Measuring Electrolytic Capacitors with DMM

This during a repair. I did some measurements to show that a DMM is unfit to measure capacitance with the goal to know if it is bad.

New Panasonic low ESR FM, 50V 22 uF
LCR meter: 21,01uF, D=0,025 at 100 Hz
Datasheet: D new max 0,1
At 100 kHz the impedance is |Z|=0,34 ohm, that is: Z=0,33ohm-j0,072, so ESR=0,33 if you measure at 100 kHz.

Worn above: D=200%, so 0,2, capacitance-25%, = 16,5 uF at 100Hz
Z = 7,23 -j72,34. So ESR at 100 Hz is 7,23 ohm

I “made” a cap by mounting a 22uF cap in series with a 34 ohm resister. This emulates a very worn cap that has a D around 0,5, so 2,75x the max new value and 20x the measured new value. More than bad enough to cause problems in a SMPS. If they pop and measure in the nF they were long befor already bad. Popping is the last bread. The high ESR heats up the cap and accelerates wear until it pops.

The DMM works with a DC value and ESR wrongly influences the capacitance value. The higher the ESR, the lower the measured value. That can be as big as 50% or just 15%, it all depends on the meter. My Keysight measured a 47uF cap + 100 ohm as 20 uF while my CEM measured it at 40 uF.

The measurements with a few of my DMMs. Non of them are low budget meters.
The first value without the resistor, the second with the resistor in series
CEM: 21,6 uF and 21,09uF
Peaktech: 21,3 uF and 21,3 uF
Brymen: 22,55 uF and 22,4 uF
Agilent 22,21 uF and 22,16 uF
Fluke 21,7 uF and 21,7 uF

Conclusion, a DMM is totally un-suited to search for bad caps.

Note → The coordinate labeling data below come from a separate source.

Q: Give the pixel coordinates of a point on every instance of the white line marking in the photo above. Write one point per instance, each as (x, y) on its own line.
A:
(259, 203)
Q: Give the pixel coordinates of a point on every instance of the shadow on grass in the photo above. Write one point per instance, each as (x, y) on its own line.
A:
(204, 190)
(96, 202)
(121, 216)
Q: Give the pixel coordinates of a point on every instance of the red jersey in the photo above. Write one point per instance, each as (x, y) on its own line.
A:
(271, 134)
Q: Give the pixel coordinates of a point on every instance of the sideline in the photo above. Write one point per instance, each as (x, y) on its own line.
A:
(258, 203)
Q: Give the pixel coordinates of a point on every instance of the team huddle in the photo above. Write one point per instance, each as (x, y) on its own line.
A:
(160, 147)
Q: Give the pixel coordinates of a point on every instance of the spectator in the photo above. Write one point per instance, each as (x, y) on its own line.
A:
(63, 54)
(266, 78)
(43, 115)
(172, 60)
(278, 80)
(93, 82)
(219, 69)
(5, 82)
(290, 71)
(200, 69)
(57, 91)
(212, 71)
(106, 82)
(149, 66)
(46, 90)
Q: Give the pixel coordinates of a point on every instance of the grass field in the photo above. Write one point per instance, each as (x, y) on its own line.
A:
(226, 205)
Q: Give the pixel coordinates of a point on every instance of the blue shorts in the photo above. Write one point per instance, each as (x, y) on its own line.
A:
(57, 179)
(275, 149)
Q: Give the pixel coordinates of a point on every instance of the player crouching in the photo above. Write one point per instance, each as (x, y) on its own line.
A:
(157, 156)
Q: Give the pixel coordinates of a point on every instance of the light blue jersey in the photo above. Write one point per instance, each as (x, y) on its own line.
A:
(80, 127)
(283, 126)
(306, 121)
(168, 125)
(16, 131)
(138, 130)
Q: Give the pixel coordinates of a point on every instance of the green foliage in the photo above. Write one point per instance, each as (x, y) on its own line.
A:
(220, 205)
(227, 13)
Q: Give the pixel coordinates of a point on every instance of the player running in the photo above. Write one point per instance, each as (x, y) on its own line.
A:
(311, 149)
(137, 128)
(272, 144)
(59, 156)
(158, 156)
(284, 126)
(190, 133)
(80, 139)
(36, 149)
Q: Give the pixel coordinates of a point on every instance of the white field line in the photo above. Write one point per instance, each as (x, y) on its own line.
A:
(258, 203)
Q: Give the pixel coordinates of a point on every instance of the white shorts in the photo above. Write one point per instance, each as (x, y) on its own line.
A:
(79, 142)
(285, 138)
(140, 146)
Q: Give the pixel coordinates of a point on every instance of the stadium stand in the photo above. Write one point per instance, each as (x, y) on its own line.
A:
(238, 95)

Unless they are very close to popping, there is a chance ESR is so high and C so low that you measure less than the minimum value (according to the datasheet) in this case 16,5 uF. So if your DMM measures 17 uF, you can have a good or a bad cap and you still do not know if it is good.

Above you see part of the datasheet of this Panasonic FM cap.

The only good ways to measure a cap during repairs are:

– desoldered, using a LCR meter
– Measure the function by measuring the ripple voltage with a scope.
– Measure ESR at 100 Hz or 100 kHz but in that case look up the impedance at 100 kHz, calculate the ESR from that using complex numbers.

If you do not want or can do that ? Life sucks, to bad it has to be done this way . If you are very experienced, always repair stuff with known “most time failures” or have a sound knowledge you can compensate but without the right gear it stays a gamble. You can better do that in a casino and if you win you can buy a scope or a LCR meter  :-) Or you loose everything in both cases …..

Why not in situ ? Often there are capacitors in parallel. For instance you have a 47 uF cap. It is worn down to 30 uF and a high ESR. But the problem is, this rail feeds 15 logic IC’s and every IC has a 1uF cap at its Vcc. They are all parallel to each other and the 47 uF. So you should measure over every one of them 47+15 uF is 62 uF
In this case you measure the worn cap at 30+15=45 uF. So you will think, that is a mighty fine cap if you do not think about those 15 caps in parallel.